As we compare results obtained while varying the number of clusters, k, (3≤k≤7), the results were evaluated based on two measures: fitness and stability, mentioned earlier. Fitness for k-means and hierarchical clustering is measured using the Mean Silhouette Width²⁰, which is the ratio between the average distance among items within the same cluster (compactness) and the distance among items not in the same cluster (separation). A high mean silhouette width is desirable, as it indicates tight clusters that are well-separated from each other. Formally, the mean silhouette width for a clustering with k clusters is denoted by S_mean, and defined as:

S_{m e a n} = \frac{\sum_{j = 1}^{k} \sum_{i \in C j}^{} \frac{b_{j i} - a_{j i}}{max (a_{j i}, b_{j i})}}{\sum_{j = 1}^{k} | C_{j} |},

where a_ji is the average distance from the i^th point in cluster C_j to all other members of C_j, and b_ji is the average distance from the i^th point in cluster C_j to members of its closest neighboring cluster C_l≠ C_j.
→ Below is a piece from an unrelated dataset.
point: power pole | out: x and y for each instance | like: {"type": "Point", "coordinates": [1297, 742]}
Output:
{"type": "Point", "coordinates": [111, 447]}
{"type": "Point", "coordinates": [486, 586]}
For the EM method, as cluster assignment is probabilistic, we used the Bayesian information criterion (BIC) defined as:

BIC = - 2 L + v \cdot ln (n),

where n is the number of data points, L is the likelihood (the probability of the data given the clustering model), and v is the number of free parameters in the model. A model that has a lower BIC is preferred.²¹

Stability was evaluated based on replication analysis, as proposed by Breckenridge.²² The dataset is split into two equal subsets denoted C_training and C_test. Each of the subsets is partitioned into k clusters using any clustering method. The clusters obtained for the C_training set are viewed as “ground truth”, and supervised learning is used to train a classifier based on these clusters, where the cluster labels are viewed as the classes. In this work we use a standard Random Forests classifier, as it was shown to be highly accurate in a variety of cases.²³

The classifier is then used to classify the C_test set, and the agreement between the cluster labels assigned to C_test data by the unsupervised clustering algorithm and by the Random-Forest classifier is calculated. The agreement is measured by the adjusted Rand index (ARI),²⁴ which is calculated as described next.

For a dataset X, let C and P be two partitions, C={C₁,..C_N} and P={P₁,..P_M}, where

X = \cup_{i = 1}^{N} C_{i} = \cup_{j = 1}^{M} P_{j} .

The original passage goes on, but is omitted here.